Well, first things first, you need to decide if you want to do debt or equity. A loan will need to be paid back in time, while equity means selling a part of your company. Equity partners can be hard to get unless your finances are solid and you’ve got a product that has high potential.
VC funds, angel investors, and private equity firms are all excellent options. However, there is some caution about cannabis businesses in the investment industry.
Over the years, many cannabis businesses issued shares so they could fix cash flow issues. Many of these offers weren’t directly tied to expansion plans. As a result, share prices dropped as existing shares became devalued.
These situations resulted from investors being blinded by the enormous sums of money in the industry and not necessarily the positive cashflows you’d associate with a healthy business.
Can invoice factoring help with cash flow?
We’ve discussed how cash flow problems can hamstring even the best-run marijuana business. Extensive product life cycles and long accounts receivables are significant factors that stop companies from being cash-positive. But what can businesses do when they find themselves in trouble?
Usually, a typical business can get a loan or a line of credit from the bank. However, that’s not the reality for many cannabis businesses. So what are the options when you need cash to keep the lights on?
One thing you can consider is invoice factoring.
If you’re in a situation where clients take 30, 60, or 90 days to settle their accounts, your cash flow can suffer. Invoice factoring involves the sale of accounts receivables or invoices to a factoring company.
Typically, these deals release cash to you, with the factoring company advancing between 70% to 90% of the total invoice.
There are some benefits to this approach. Your cash flow is improved, approval rates are reasonable, and no collateral is required.
However, there are some negatives to consider. The primary one is the cost. If you work in an industry with tight margins, you can’t afford to give away too much of your revenue.
It’s best to consider invoice factoring as an option of last resort. While it will improve your cash flow in the short-term, it can harm long-term profitability.
How to use positive cash flow in the cannabis industry
While cash flow problems stalk the cannabis industry, it’s not an issue for every brand. Many cannabis businesses are delivering fantastic sales figures and healthy balance sheets. So, what should you do if you find yourself in a situation where you have a cash surplus?
There are several things that you can do with extra cash. One of the most exciting things to do is invest money. You can put it into new equipment, staff, R&D, or other avenues that can help your business expand into other states.
Many cannabis businesses use surplus cash to acquire other marijuana companies. This situation can create other value streams, like moving into CBD or different cannabis products.
Alternatively, you can also invest in other areas. High inflation and low-interest rates mean that holding on to capital while it is weathered away is a poor strategy. Investing in the stock market is a good long-term move, even if 2022 has been a challenging year.
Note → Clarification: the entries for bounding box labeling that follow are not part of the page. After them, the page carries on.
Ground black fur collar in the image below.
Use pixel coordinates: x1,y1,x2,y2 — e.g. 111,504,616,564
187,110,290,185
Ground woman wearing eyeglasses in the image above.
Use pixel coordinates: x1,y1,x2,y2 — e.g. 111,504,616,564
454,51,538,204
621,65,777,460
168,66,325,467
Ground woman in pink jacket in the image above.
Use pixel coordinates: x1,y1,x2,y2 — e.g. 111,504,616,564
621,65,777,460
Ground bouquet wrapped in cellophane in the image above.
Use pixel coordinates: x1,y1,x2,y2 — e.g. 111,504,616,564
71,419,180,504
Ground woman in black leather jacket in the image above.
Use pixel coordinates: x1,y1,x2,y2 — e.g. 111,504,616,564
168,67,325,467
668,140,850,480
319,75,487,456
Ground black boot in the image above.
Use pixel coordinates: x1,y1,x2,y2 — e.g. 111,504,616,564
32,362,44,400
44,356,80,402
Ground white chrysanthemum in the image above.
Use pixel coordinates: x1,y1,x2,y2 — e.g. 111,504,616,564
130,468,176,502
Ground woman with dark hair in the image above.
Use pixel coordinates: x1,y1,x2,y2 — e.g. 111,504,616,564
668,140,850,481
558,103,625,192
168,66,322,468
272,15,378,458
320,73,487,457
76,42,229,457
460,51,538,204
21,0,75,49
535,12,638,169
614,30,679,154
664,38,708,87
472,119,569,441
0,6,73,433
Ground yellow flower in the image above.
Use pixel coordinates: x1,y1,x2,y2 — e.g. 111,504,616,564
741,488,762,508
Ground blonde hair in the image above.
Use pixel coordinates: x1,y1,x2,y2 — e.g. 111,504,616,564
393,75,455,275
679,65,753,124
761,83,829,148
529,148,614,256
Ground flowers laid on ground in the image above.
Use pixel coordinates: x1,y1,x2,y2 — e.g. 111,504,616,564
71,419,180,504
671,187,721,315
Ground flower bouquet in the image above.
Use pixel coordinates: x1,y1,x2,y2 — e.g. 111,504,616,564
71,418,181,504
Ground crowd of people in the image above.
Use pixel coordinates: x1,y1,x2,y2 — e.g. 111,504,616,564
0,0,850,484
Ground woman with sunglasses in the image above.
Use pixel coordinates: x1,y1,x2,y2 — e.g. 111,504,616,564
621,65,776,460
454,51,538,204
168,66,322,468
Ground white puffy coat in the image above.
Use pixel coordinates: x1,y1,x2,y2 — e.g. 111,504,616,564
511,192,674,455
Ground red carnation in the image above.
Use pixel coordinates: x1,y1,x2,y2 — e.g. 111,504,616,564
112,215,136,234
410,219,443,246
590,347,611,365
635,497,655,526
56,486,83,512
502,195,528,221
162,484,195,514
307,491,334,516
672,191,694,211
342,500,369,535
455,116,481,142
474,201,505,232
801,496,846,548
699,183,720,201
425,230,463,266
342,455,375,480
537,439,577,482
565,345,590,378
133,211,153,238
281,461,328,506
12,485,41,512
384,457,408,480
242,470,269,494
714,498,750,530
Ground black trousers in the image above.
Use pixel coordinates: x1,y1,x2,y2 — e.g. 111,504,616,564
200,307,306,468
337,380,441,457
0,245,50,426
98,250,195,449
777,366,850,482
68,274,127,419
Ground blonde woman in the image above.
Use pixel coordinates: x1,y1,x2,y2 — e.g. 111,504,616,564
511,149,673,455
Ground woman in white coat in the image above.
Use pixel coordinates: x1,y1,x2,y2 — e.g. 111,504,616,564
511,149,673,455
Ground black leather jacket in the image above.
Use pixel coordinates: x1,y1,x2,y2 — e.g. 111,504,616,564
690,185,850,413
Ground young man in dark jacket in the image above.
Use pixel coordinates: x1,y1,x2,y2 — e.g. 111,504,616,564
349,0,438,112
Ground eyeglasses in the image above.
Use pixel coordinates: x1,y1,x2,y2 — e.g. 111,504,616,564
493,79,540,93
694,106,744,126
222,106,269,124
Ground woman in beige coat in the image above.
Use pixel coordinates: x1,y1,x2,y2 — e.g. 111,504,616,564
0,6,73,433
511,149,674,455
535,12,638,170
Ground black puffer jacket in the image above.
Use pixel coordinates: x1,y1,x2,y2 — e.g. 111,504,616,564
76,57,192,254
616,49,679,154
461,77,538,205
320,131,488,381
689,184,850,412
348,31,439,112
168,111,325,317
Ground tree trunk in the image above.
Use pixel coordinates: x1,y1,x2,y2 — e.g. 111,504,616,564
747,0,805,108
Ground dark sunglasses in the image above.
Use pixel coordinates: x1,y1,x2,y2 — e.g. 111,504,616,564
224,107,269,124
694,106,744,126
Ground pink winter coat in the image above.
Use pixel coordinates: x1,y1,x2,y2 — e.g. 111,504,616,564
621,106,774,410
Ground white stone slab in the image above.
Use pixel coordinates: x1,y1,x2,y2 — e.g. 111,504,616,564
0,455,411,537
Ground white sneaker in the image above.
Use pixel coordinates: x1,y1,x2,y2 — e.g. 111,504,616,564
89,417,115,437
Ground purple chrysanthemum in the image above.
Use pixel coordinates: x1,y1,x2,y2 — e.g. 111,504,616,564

Of course, property investment could be a great way to spend cash surplus. The “green tax” adds to high rents, so buying your premises could be a great move, especially in areas with a hot property market.
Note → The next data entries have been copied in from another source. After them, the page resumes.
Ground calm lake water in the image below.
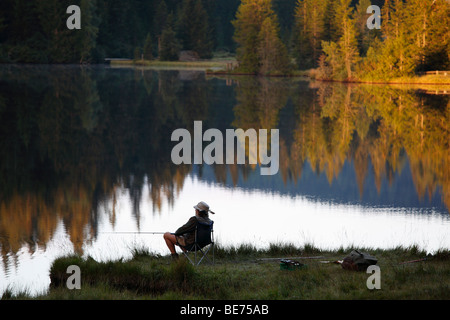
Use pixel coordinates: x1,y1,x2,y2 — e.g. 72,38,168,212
0,66,450,294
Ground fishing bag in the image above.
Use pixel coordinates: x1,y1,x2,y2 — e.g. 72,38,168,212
341,250,378,271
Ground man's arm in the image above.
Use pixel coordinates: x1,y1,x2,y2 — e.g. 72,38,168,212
174,217,197,236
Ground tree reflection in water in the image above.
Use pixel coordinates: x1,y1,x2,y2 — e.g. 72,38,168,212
0,66,450,263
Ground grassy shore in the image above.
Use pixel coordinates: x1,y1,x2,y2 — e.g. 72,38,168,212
111,55,450,86
3,245,450,300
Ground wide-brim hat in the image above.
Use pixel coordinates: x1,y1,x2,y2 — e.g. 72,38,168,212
194,201,214,214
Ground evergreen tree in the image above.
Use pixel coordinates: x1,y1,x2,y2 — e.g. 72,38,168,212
258,16,289,74
143,33,153,60
177,0,213,58
159,13,181,61
295,0,327,68
336,0,359,79
233,0,285,73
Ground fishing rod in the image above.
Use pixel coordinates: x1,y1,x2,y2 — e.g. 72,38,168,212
100,231,165,234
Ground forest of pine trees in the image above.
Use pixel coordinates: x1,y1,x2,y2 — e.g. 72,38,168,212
0,0,450,80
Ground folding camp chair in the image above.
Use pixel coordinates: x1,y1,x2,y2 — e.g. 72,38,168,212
183,221,214,266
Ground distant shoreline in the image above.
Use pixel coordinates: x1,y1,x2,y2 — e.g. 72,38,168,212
110,58,450,86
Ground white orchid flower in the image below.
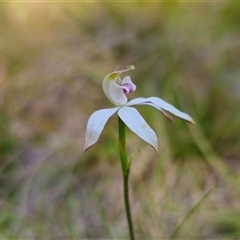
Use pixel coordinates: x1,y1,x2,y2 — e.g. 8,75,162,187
84,66,195,151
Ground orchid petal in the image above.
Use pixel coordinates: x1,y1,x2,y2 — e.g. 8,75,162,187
146,97,195,124
127,98,146,106
122,76,137,92
84,107,119,152
118,107,158,151
141,102,174,122
109,82,127,106
102,66,135,106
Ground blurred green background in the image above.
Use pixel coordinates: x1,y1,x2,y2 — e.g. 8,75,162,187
0,1,240,239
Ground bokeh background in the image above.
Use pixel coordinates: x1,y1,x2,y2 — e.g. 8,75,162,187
0,1,240,239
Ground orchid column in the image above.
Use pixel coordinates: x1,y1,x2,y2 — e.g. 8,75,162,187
84,66,194,239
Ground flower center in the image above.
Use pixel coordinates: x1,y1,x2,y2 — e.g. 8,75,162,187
121,83,136,94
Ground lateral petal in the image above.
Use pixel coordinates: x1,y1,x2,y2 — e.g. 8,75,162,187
145,97,195,124
84,107,119,152
118,107,158,151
There are lots of cash flow issues that affect the cannabis industry in specific ways. Regulatory problems have meant that accessing traditional loans or lines of credit is challenging for marijuana businesses.Huge operation costs and an increasingly competitive industry mean that staying cash positive can be challenging.
Sorting out payment terms and reducing rejected deliveries can significantly improve cash flow. Additionally, finding ways to reconcile your financial health, even when dealing with a lot of physical cash, is essential.
Cash management is all about having good information. If you don’t have a precise picture of your company's health, your strategies and decision-making will be subpar. Cannabis businesses are producing incredible sales. However, a peak behind the curtain shows that many of these businesses struggle to overcome high taxes and operating costs.